I’m fascinated by people who enjoy politics. The idea of politics as being something someone takes pleasure in is anathema to me. In my opinion, politics is a necessary evil imbued with an inherent sense of distrust and an awful color palette. And yet there are people out there who find politics interesting, who follow and root for specific politicians as though they were sports teams or bands. What went wrong in their childhoods, I wonder?
Of course, because these politics fans love a carefully-organized system based on formal presentation , nothing is more fun than pissing them off, and the best way to do that is to blow off politics altogether. When you refuse to play their game, their It’s The Only System We Got routine quickly morphs into a flustered bout of Well, Just You Watch.

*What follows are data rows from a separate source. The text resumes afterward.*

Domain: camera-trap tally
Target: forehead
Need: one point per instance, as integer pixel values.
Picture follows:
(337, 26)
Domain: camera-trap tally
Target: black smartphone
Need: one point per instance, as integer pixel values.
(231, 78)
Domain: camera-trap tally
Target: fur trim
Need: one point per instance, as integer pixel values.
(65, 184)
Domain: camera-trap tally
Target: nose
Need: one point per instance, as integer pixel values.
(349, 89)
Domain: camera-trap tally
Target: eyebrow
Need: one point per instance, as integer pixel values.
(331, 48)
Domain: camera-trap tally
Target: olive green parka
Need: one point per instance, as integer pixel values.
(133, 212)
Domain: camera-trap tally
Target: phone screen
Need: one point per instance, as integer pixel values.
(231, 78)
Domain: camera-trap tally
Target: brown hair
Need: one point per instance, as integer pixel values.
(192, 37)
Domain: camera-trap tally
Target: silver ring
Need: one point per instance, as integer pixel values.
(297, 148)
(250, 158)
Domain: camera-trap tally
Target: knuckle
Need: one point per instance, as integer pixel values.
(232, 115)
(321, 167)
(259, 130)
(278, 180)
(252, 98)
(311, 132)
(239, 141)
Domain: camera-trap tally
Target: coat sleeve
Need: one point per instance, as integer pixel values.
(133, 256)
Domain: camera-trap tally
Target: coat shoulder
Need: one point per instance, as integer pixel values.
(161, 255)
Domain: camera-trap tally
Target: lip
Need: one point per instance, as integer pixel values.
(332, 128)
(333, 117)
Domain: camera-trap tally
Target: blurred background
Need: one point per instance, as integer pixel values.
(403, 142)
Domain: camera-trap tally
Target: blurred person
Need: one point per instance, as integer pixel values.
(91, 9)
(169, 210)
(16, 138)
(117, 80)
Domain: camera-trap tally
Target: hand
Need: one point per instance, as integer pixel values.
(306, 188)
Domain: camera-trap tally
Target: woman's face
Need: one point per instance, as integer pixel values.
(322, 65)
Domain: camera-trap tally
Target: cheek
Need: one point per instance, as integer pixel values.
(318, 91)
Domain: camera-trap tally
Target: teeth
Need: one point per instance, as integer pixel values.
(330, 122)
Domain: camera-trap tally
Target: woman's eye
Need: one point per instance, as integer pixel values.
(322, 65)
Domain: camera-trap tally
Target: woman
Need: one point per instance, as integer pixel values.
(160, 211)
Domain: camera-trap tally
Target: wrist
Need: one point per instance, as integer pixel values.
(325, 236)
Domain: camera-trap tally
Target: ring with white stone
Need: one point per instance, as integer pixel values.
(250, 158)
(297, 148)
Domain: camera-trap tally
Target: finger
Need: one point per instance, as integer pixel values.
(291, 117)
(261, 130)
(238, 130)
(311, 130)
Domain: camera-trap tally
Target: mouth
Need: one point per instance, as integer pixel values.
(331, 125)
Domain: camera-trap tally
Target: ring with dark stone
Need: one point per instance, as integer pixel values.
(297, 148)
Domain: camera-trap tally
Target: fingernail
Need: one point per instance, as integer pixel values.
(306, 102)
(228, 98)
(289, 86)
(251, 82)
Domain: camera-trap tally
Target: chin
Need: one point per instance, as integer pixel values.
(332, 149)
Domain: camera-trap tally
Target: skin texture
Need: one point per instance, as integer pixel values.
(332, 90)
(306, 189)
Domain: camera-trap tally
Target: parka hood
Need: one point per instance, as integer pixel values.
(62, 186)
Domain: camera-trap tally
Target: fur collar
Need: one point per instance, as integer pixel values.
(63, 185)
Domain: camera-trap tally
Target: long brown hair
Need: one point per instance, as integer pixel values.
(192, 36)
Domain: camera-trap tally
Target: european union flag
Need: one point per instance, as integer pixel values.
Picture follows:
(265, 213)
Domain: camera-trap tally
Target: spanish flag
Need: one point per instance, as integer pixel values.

But whether we like it or not, politics is a major part of our civilized world, and so if you’re going to blow it off entirely, you need to do so with a reasoning other than, “They all lie and cheat.”
So here are five ways to blow of politics, in order to annoy the people who love it and to keep dinner parties from devolving into a bunch of hollow issue-mongering. Enjoy.
“What will any of this matters when the world ends?”
Ah, the Apocalypse, great societal equalizer. To be fair, by citing the end of all things, you’re joining a crew that also includes mentally ill homeless people and TV pastors. That said, the state of modern society and government does suggest that Total Death isn’t so far off, which even the most coifed political pundit can’t deny. A good follow-up is to ask whether or not your average senator can fix a tire of grow a vegetable.
“But what makes you any better than [THE POLITICAL FAN’S OPPONENT OR THEIR OPPONENT’S SUPPORTERS]?”
There’s nothing like righteous indignation to make a politics fan look like a dick. By asking someone to explain what makes his or her opinion so much better than theirs, you’re basically inviting them to lose their head and spout a bunch of judgmental bullshit. As they do this, you can officially designate politics a game of biases and opinions that offends your sensibilities, and move on to talking about Sylvester Stallone movies.
“Mine are the politics of the human heart.
When did we forget the people? When did politics become more about policy and paperwork than protecting families and promoting happiness? These are questions you can ask to make your teleprompter-memorizing friends look like a dick. While they’ve got a prepared statement about foreign policy and a vague opinion on Israel, you have empathy for the everyday struggle of your fellow man. Suck it, robot.
“How am I supposed to take politics seriously after _____ was nominated?”
Even the stuffiest shirt can’t deny that politics, especially American politics, are in a laughable place right now. With wrestlers, game show hosts, and semi-literate idiots being considered for seats of tremendous power, you’ve got to wonder how the Hell we got to this point. If you want to move the conversation away from boring argument and back towards the human condition, bring up the gross-out comedy of what we’ve become.
“The only leader I need is Jesus Chris.“
Fuck it, go for broke. Throw tact to the breeze, too, and straight-up rant about fasting in the desert, the Book of Revelation, all the good stuff. If they blow you off, it’s on them for persecuting your religious beliefs. Don’t really have religious beliefs? Screw it, pretend you do. If someone is going to take a good night at the bar and ruin in by ranting about foreign policy, you can make pickles on their parade by going on an extensive tirade about the footprints in the sand. After all, there’s only one thing worse than politics, and crazy beats tough every time.